US Senate: loyalty and relationship through the first session of the 117th Congress
INTRODUCTION
In this project I will analyze the US Senate through two research questions:
In the first question, I research the possible connection between the seniority of the members of the upper chamber of the Congress and their position with respect to their Party Leader. I will use each cast vote and recode these looking at the vote expressed by their Leader, starting from considering the equal political division of the US Senate with just the Vice president casting the tie-breaking vote. For this reason, I want to observe if the seniority could influence how senators cast their vote, considering that they used to vote quite more similar to their leader, while the juniors will vote more differently. (2008)
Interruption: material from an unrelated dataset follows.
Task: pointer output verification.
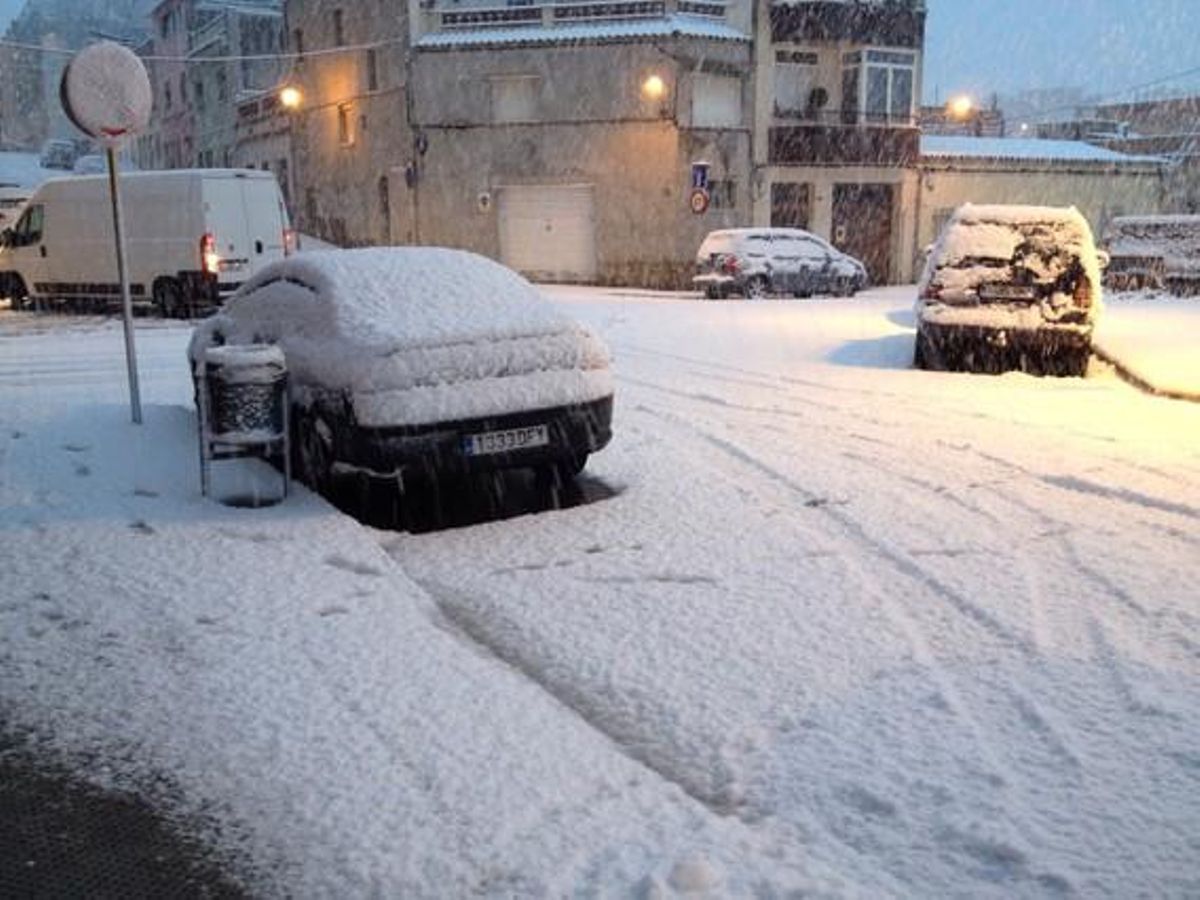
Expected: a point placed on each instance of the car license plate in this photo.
(503, 442)
(1007, 292)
In the second question, I will start from what is now considered as a general opinion about US politics: it is polarized, and the Senate is the place where it is more evident. Starting from this statement, I will use each introduced bill in the first session of the 117th Congress, the one that goes through 2021, and I will observe who are the sponsors and who are their cosponsors. Then I will reorganize the data obtained in a data frame to count the number of connections between them. To show the results of the analysis, I will create a network analysis through which observe the connection between the two parties. (2011)
In my research I will need a these of packages:
library(tidyverse)
library(jsonlite)
library(RCurl)
library(stringi)
library(rio)
library(plotly)
library(htmlwidgets)
library(igraph)
library(xml2)
library(here)FIRST RESEARCH QUESTION
DATA EXTRACTION
To research the data needed for the first question, I will use the API from the website ProPublica that takes its information directly from the pages of the two chambers of Congress. I will use the API to extract two pieces of information:
The complete list of Senators from the 117th Congress,
list_sen <- RCurl::getURL(senator,
httpheader = c(key))
cat(list_sen)
list1 <- fromJSON(list_sen)
list2 <- list1[[3]][[1]]
list3 <- list2[[5]]
sen_list <- as.data.frame(do.call(rbind, list3))The complete list of the votes cast by each senator during this Congress
i <- 1
for(i in 1:nrow(links1)){
result <- as.data.frame(RCurl::getURL(links1$`stri_paste(votes, 1:528, ".json")`,
httpheader = c(links1$key)))
Sys.sleep(1)
}
votes_list <- list()
i <- 1
for (i in 1:528){
vote_step <- fromJSON(result[[i]])
votes_list[[length(votes_list)+1]] <- vote_step
}
sen_vote <- list()
i <- 1
for (i in 1:528){
vote2 <- votes_list[[i]][[3]][[1]][[1]][["positions"]]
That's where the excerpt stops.